The handshake event is special event where the fans get an opportunity to meet and shake hands with their idols and can take photos with the girls after paying a specific amount for it. The narrative moves on as Rio launches her alternative career by creating “Rio Trans-Japan Campaign” . The film continues under the shadow of a platonic relationship between Rio and Koji with a flair of a strange sexual feeling and a dream far from reality.

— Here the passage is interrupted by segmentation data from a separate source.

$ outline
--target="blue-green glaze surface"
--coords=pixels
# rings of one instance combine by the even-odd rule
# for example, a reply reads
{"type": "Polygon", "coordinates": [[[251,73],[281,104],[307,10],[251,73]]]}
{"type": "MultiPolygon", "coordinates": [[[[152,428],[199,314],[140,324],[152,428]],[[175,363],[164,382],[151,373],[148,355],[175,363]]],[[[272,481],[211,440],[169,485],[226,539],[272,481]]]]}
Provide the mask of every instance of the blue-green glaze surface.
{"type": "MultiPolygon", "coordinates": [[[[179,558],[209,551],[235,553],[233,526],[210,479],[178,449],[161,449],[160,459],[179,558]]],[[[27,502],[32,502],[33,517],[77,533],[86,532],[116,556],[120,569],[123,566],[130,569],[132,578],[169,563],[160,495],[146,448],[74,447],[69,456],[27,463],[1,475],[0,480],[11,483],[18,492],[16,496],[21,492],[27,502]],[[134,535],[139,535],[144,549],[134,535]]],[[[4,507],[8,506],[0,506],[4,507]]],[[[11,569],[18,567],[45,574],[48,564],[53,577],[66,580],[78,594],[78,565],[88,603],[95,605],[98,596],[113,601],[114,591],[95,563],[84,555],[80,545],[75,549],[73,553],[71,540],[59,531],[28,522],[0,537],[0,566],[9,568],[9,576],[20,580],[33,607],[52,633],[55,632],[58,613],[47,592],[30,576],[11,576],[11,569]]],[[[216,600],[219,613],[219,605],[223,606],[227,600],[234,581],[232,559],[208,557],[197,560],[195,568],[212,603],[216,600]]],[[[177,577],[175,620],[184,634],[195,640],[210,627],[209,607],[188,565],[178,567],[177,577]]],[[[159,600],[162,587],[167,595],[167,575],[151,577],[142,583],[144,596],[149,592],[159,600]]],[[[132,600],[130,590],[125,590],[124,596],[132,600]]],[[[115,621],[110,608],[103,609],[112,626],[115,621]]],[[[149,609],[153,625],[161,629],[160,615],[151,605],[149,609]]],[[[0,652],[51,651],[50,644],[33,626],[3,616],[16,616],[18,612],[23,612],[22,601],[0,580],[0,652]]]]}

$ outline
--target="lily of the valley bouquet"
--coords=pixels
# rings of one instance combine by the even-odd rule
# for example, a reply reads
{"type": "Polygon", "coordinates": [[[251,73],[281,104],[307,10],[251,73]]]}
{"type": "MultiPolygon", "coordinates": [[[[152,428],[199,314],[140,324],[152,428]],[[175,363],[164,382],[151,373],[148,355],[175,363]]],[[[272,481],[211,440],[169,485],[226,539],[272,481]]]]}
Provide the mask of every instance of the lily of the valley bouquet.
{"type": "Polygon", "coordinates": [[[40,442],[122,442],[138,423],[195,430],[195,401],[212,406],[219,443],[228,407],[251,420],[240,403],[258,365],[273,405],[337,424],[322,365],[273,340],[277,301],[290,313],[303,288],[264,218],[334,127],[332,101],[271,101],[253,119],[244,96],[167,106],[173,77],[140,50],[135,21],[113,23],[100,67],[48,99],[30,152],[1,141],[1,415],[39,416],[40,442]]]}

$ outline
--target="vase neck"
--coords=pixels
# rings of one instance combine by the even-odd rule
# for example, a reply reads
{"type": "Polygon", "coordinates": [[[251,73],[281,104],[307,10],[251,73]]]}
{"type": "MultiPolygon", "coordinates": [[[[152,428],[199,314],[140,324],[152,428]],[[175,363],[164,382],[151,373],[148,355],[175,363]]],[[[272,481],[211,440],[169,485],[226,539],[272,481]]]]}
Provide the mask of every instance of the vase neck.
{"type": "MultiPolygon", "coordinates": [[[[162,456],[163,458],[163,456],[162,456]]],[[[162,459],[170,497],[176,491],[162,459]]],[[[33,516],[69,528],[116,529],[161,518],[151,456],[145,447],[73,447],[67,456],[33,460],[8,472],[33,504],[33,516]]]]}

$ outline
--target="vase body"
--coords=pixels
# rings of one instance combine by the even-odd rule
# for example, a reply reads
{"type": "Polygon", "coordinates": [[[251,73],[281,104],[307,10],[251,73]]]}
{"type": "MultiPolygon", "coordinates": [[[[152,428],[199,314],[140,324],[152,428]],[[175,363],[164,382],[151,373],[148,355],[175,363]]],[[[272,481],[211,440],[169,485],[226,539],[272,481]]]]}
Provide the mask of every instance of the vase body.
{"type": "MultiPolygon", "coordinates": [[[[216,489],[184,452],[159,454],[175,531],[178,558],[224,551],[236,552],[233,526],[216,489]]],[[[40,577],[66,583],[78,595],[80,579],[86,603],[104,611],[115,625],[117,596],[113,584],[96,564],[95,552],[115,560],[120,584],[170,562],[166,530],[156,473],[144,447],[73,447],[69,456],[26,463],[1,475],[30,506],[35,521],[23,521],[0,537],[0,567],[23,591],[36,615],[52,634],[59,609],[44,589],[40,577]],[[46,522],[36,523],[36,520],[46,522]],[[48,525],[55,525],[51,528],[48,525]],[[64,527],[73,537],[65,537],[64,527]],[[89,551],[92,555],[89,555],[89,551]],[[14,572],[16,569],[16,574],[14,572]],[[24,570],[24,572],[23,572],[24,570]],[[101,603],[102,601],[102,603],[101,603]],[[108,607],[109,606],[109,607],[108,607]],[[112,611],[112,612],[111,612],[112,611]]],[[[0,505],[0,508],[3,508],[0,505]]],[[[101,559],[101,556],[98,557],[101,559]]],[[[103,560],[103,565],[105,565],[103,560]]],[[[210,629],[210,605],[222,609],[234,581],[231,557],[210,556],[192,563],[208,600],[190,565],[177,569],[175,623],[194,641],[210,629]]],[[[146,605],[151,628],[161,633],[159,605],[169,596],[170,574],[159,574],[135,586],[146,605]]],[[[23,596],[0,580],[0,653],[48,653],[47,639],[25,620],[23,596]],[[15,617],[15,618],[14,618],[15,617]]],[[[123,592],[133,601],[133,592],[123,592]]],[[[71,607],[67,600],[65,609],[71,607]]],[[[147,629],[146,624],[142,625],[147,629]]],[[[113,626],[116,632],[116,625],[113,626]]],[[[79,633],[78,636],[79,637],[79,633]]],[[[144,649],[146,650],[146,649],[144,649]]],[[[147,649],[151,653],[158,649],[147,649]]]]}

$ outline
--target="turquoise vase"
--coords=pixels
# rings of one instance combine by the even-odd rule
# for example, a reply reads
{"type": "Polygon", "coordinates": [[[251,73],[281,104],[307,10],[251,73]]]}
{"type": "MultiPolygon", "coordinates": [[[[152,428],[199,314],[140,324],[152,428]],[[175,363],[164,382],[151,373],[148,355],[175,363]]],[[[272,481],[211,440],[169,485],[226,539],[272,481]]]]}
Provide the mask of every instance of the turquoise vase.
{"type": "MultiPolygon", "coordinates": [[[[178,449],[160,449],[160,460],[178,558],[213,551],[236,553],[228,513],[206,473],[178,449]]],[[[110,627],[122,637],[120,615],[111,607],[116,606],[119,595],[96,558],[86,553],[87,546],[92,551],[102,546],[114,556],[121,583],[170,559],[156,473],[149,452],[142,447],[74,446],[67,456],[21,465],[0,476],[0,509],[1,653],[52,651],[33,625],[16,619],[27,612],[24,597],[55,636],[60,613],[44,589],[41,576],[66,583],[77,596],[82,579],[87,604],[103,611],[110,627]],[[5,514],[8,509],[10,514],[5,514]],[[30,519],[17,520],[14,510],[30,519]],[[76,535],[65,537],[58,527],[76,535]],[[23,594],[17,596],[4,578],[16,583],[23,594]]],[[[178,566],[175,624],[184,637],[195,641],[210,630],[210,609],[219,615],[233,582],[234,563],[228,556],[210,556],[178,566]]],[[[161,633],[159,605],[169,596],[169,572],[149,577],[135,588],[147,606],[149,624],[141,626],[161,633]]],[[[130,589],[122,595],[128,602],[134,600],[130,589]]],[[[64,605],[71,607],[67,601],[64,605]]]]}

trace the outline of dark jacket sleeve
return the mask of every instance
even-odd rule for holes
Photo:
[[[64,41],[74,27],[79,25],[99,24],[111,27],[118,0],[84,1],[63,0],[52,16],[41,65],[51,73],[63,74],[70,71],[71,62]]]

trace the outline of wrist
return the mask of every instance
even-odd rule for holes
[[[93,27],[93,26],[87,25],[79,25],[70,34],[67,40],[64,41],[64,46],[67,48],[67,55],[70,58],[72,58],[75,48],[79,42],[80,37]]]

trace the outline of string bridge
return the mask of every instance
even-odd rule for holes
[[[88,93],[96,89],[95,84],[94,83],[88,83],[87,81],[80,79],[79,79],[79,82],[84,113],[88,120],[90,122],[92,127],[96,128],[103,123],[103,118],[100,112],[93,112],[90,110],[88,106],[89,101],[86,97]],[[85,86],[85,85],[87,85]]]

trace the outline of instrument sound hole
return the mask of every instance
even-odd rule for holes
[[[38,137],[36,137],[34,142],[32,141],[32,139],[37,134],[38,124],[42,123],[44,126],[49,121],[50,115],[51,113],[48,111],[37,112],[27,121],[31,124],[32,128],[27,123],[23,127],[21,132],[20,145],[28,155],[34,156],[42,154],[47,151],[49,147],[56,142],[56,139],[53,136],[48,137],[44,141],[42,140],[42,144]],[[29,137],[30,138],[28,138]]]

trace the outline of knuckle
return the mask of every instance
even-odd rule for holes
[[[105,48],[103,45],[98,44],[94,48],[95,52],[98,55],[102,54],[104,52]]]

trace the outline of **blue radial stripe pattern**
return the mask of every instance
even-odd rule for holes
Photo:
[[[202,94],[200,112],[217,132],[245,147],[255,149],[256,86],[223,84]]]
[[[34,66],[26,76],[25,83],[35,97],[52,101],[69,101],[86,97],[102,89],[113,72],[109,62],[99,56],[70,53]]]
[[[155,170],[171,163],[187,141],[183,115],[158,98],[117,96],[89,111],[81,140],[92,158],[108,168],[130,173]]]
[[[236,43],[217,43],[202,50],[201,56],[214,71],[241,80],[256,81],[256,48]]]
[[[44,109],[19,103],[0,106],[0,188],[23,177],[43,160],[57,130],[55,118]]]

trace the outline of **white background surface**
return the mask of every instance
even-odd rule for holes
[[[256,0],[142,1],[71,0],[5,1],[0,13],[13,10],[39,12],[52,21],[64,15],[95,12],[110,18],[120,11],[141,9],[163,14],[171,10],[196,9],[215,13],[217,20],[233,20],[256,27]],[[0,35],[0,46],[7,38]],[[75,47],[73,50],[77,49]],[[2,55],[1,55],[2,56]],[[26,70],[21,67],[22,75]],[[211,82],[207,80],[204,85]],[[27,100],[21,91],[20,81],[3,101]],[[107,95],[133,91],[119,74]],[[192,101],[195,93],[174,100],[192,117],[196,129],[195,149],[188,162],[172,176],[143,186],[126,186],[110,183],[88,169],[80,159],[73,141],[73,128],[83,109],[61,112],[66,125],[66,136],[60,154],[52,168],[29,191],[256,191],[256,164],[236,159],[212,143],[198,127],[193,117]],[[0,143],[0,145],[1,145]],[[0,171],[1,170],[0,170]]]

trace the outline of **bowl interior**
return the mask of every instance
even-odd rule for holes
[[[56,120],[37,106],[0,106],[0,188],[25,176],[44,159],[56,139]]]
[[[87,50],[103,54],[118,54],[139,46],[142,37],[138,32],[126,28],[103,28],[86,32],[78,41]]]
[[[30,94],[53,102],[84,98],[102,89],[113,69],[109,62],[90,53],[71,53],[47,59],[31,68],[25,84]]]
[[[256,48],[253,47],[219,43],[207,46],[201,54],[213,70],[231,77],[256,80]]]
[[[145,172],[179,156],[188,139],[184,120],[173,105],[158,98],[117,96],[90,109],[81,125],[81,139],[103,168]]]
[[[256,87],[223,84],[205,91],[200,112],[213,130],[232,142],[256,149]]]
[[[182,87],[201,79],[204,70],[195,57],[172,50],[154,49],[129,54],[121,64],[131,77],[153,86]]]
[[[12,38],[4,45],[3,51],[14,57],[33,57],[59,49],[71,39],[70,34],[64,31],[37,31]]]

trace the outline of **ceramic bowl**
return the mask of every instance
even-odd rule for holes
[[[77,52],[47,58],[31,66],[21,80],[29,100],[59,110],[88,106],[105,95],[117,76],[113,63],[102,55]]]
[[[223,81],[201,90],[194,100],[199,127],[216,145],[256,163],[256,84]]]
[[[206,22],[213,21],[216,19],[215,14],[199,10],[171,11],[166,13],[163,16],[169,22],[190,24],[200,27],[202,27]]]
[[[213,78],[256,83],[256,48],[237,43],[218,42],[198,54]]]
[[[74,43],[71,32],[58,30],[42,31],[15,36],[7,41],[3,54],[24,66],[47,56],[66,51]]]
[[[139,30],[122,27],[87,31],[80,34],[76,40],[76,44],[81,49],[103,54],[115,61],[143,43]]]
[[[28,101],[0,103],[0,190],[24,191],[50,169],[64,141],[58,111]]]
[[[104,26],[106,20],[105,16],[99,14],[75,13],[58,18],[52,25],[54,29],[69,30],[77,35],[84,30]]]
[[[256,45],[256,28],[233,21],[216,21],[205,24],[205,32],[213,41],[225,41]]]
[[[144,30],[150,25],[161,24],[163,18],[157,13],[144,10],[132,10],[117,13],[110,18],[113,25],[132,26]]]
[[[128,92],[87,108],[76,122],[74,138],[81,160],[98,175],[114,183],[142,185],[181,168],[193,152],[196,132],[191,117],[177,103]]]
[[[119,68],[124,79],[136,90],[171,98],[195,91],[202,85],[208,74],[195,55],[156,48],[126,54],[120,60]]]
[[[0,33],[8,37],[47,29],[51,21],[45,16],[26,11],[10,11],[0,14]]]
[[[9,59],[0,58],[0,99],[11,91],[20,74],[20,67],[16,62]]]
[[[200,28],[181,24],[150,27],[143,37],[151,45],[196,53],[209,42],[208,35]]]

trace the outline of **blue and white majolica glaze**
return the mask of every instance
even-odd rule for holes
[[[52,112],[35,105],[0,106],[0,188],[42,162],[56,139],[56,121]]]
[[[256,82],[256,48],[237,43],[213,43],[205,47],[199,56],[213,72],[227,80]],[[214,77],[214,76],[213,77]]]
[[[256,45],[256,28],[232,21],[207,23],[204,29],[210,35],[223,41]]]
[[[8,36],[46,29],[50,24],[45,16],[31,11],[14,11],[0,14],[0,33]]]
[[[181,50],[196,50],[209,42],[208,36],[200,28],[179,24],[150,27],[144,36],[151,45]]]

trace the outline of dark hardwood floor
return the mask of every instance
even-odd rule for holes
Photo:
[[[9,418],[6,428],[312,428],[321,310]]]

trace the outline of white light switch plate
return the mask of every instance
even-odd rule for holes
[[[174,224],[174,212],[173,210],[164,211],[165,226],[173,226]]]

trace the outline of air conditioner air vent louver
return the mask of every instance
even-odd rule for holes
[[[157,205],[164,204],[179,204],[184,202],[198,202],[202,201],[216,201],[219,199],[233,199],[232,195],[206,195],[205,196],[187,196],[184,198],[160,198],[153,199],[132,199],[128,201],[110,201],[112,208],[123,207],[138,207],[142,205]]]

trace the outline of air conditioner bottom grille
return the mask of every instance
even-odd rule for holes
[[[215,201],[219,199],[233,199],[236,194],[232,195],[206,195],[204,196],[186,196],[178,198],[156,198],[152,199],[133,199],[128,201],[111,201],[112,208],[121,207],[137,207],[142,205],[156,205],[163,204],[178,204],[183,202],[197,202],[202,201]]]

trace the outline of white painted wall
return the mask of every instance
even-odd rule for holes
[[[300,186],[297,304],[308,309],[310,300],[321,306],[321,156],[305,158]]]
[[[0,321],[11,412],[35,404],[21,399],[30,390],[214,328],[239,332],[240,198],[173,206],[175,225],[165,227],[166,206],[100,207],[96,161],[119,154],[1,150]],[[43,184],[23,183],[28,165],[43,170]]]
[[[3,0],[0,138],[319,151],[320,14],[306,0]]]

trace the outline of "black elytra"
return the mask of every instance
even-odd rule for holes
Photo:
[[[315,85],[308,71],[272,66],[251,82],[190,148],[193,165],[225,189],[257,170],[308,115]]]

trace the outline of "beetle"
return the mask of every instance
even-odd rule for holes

The journalistic approach of “Tokyo Idols” makes it more informative and questions the current socioeconomic condition of Japan. It highlights the lifestyle and gap in the relationship between men and women where older men do not intend to have a steady relationship and continue to search their lust in teen idols. And strangely, the lust has no sexual connection and even a handshake of a few seconds with the idols gives the fans a feeling of sexual satisfaction. It highlights a stressed out society failing to take the burden of economic pressure (or something else?) that chase a dream which is nothing but an illusion in most cases. The idols mostly lose their fan-base as they cross the barrier of “teen” and, strangely, their purity and acceptance lie on their virginity to all the fans and followers.
“Tokyo Idols” is a director’s film and Kyoko Miyake does a splendid job by crafting out an interesting narrative out of a difficult and controversial subject. The documentary approach with short scenes and slick editing by Anna Price makes “Tokyo Idols” an interesting watch. The photography of Van Royko exploits the script beautifully and the music of David Drury is interestingly poised.
To summarize, “Tokyo Idols” deals with a difficult socioeconomic issue of contemporary Japan and comes out with many correctly raised, thought-provoking statements.